L’emblématique sanctuaire de Tacugama a retrouvé son public après cinq mois de fermeture volontaire. Cette mesure avait été décidée par la direction pour alerter sur les périls environnementaux menaçant ce havre de paix dédié aux primates. Installé au cœur du Parc national de la péninsure occidentale, à proximité de Freetown, le centre constitue une pierre angulaire du patrimoine naturel et touristique du pays.

La suspension des visites, intervenue fin mai, visait à provoquer une prise de conscience des autorités face à l’expansion des occupations illégales et à la régression forestière. Le fondateur de l’institution a qualifié cette décision d’acte de protection nécessaire, soulignant que l’avenir même du sanctuaire se trouvait compromis par l’envahissement progressif de son territoire. La réouverture intervient après la réception de garanties écrites émanant de plusieurs ministères, s’engageant à préserver l’intégrité du site et à combattre les activités illicites.
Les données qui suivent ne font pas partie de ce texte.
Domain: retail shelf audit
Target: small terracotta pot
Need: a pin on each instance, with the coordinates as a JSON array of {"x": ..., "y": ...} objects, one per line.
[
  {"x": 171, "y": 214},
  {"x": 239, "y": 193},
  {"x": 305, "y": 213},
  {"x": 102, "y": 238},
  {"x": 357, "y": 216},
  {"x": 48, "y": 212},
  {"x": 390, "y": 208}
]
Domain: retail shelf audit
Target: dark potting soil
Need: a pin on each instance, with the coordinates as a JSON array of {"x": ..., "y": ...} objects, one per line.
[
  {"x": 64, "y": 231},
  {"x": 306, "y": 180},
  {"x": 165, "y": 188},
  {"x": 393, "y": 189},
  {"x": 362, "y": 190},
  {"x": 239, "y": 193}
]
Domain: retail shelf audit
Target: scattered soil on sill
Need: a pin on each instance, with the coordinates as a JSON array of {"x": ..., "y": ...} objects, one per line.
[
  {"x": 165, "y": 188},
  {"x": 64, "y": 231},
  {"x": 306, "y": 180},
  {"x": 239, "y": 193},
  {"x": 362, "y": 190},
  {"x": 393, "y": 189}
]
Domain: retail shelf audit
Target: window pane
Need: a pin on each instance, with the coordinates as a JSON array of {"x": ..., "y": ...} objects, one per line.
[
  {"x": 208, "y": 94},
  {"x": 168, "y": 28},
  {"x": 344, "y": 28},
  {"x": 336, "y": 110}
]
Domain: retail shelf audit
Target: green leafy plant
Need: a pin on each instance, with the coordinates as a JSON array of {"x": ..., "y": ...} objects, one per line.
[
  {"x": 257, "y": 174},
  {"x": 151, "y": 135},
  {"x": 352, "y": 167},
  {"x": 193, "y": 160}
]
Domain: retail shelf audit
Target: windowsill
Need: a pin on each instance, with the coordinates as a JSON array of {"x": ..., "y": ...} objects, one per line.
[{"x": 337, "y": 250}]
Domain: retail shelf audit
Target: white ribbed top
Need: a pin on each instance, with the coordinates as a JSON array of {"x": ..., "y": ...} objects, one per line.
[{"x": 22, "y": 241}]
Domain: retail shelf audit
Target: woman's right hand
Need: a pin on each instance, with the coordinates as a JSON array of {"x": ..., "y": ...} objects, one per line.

Cette période de fermeture a représenté un défi considérable pour la structure, confrontée à des difficultés financières et à des incertitudes concernant son personnel comme sa mission. Établissement pionnier de l’écotourisme en Afrique de l’Ouest, Tacugama se consacre au sauvetage et à la réhabilitation de jeunes chimpanzés orphelins, leur apprenant les compétences essentielles à leur survie. L’espèce, classée en danger critique d’extinction, subit de plein fouet la destruction de son habitat naturel et les effets du braconnage.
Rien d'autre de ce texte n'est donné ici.